Though a few acceptance speeches were given over unstable internet connections, no one actually missed their big win due to technical difficulties, and most of the nominees virtually showed up. And having the nominees and winners so often flanked by their loved ones added an emotional, homey touch to what can often be a sterile event filled with laundry lists of winners’ managers and stylists. Better Call Saul producer Thomas Schnauz lost the drama writing award to Succession creator Jesse Armstrong, but it was charming to see his two young kids frantically bouncing on the couch behind him as he waited for the results. I Know This Much Is True star Mark Ruffalo was one of several winners to deliver passionate speeches about the precarious state of the world and the importance of voting in November, and he had his wife, Sunrise Coigney, huddled next to him on a love seat, cheering him on the whole time. Watchmen TV creator Damon Lindelof was surrounded by his writing staff as he accepted the Outstanding Limited Series award — improbably, his first Emmy acceptance speech since Lost won best drama after its first season, 15 years ago — and recounted all that he had learned from them in the process of making the show, including, “Stop worrying about getting cancelled and think about what you’re doing to get renewed.”

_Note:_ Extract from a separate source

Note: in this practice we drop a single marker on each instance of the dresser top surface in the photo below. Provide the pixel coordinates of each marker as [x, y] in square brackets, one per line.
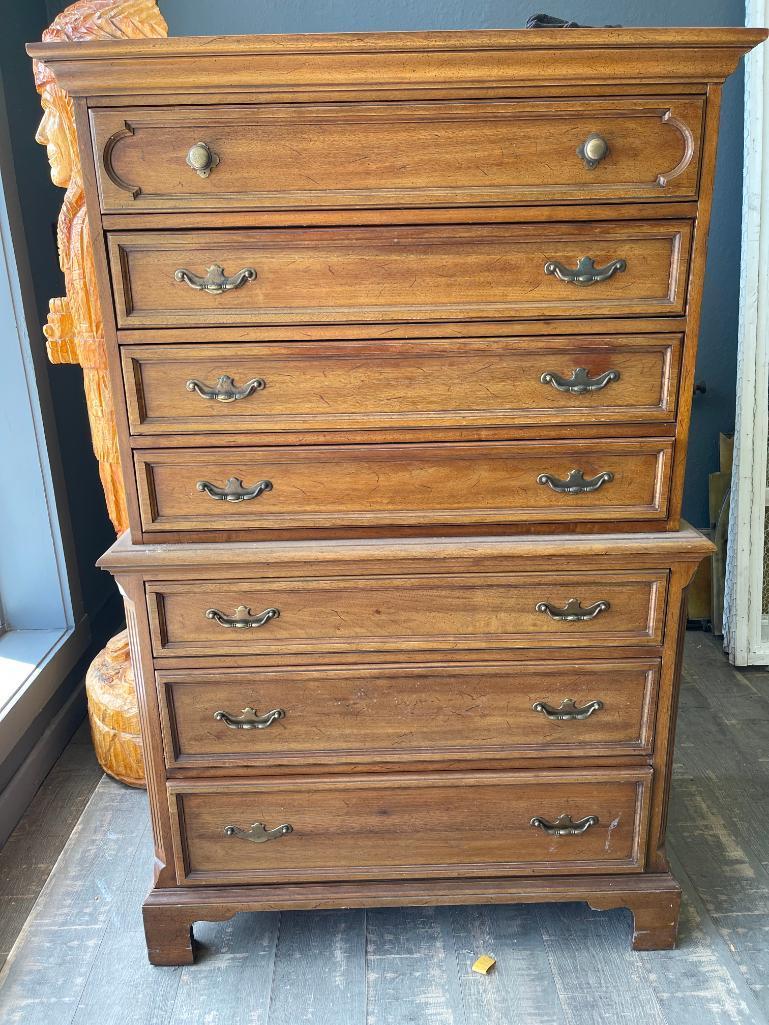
[470, 59]
[374, 42]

Almost every instance where the show had to strip away its familiar artifice was better than how this traditionally works. The pretaped frontline worker intros were all more interesting and lively than the usual lame banter we get when actors present the awards together on a stage in non-pandemic times. There were attempts to do similar bits of celebrity business here, like Aniston (having raced home after the fire extinguisher gag) sitting with Courteney Cox and Lisa Kudrow and claiming they’ve been living together since Friends Season One, but they were generally upstaged by the simpler elements. (And the timing of that Friends bit was maybe the most impacted by internet connections of anything on the night.)
It was, on the whole, a much more entertaining Emmy night than we’ve gotten in quite some time, and should hopefully influence how these things are produced even after public life has hopefully returned to something resembling normality. As Kimmel put it early on, “What’s happening tonight is not important. It’s not going to stop Covid, it’s not going to put out the fires, but it’s going to be fun. My god, do we need fun!”